All parties should attend mediation with the focus on settlement terms based on the merits of the case or defense, and make informed business decisions. Bullying, threats, intimidation, and extreme hyperbole serve no useful purpose in mediation.
While the laser focus of all parties should be on realistic case value, parties should remain mindful of the collateral consequences to litigation. Tangible and intangible litigation costs and consequences do exist. For instance, reputational damage from litigation is possible. Rather than just being a legal gladiator, lawyers serve their clients best when they counsel them with wisdom, experience and insight.
Tip 8: Get the Settlement in Writing, With All Material Terms
Once an agreement in principle is reached at mediation, take all necessary steps to ensure that the settlement terms are reduced to a binding and enforceable agreement. If parties leave a mediation without a written, enforceable agreement, one or both parties may later develop “buyer’s remorse.” Without a binding agreement, one party or another may conclude overnight or upon several days’ reflection, that they “could have/should have/would have” done something different at mediation.
That underscores the importance of: (a) getting all the right preparation for the mediation accomplished on the front end; and (b) getting the settlement agreement in writing, signed by the parties before they leave the mediation.

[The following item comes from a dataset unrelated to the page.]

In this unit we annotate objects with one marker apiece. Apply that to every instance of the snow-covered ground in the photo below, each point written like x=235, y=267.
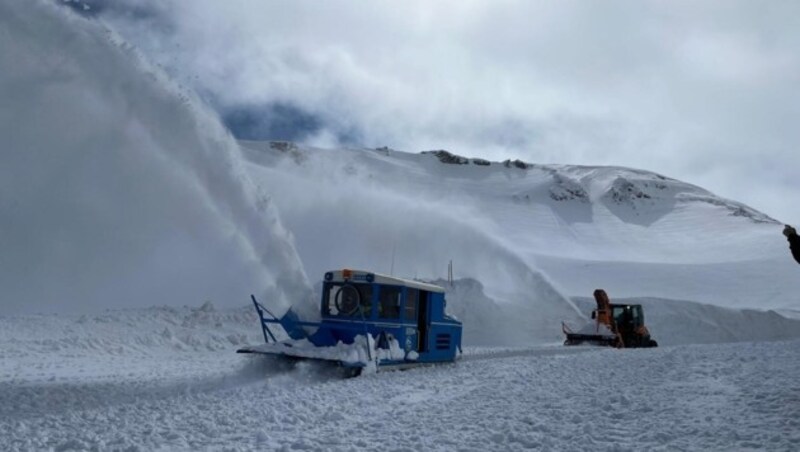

Oil and gas cases often involve complex issues. Lawyers should anticipate detailed settlement terms in advance and consider preparing a draft mediation settlement agreement before attending the mediation. Clients know their business the best of anyone, so obtaining all necessary comments and feedback from the client regarding potential settlement options is vital. Even if a more formal, detailed settlement agreement is necessary to implement the settlement terms, before leaving mediation, the parties should get all material terms of the agreement in writing and signed.
The mediation settlement agreement must be clear and have no ambiguities or material uncertainties. Otherwise, more litigation is likely.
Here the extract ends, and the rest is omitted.